30 October 2019 @ 4:00 pm

Playing with the Internet of Things

The term Internet of Things captures more than seamless connection between digital and material, palpable and the ethereal. It also evokes how our multitude of intimate devices are interlinked, offering extraordinary connectivity and access, but at the cost of technology upkeep and the surrender of all personal data. The embeddedness of the Internet of Things across North Asian urban centres transforms cities themselves into technology devices, offering a total ease of connection while collecting every molecule of information.

How are these vast digital networks, AI and surveillance countered through playful acts of resistance?

With attention to WeChat connected QR Codes, Sesame Credit, Smart Cities and Society 5.0, Dr Hugh Davies explored how cities and citizens in North Asia are coming to terms with such hyper-connectivity. Drawing on recent practice-based research undertaken in Mainland China, Hong Kong, Korea and Japan, this forum talk explores disruptions, digital resistance and gestures of defiance across North Asia, discussing how analogue activity become a radical politic act.

This forum took place on 30 October 2019.

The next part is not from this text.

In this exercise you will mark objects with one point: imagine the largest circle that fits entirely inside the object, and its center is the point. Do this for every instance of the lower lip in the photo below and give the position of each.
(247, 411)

Hugh Davies is an interdisciplinary artist, researcher and curator. Through practice based-research, he examines histories of media devices and cultures of play in the Asia Pacific Region. Awarded a PhD in Art, Design and Architecture from Monash University in 2014, Hugh’s work has been supported with fellowships from Tokyo Art and Space, M+ Museum of Visual Culture and the Hong Kong Design Trust. He is currently a postdoctoral research fellow at RMIT in Melbourne, Australia.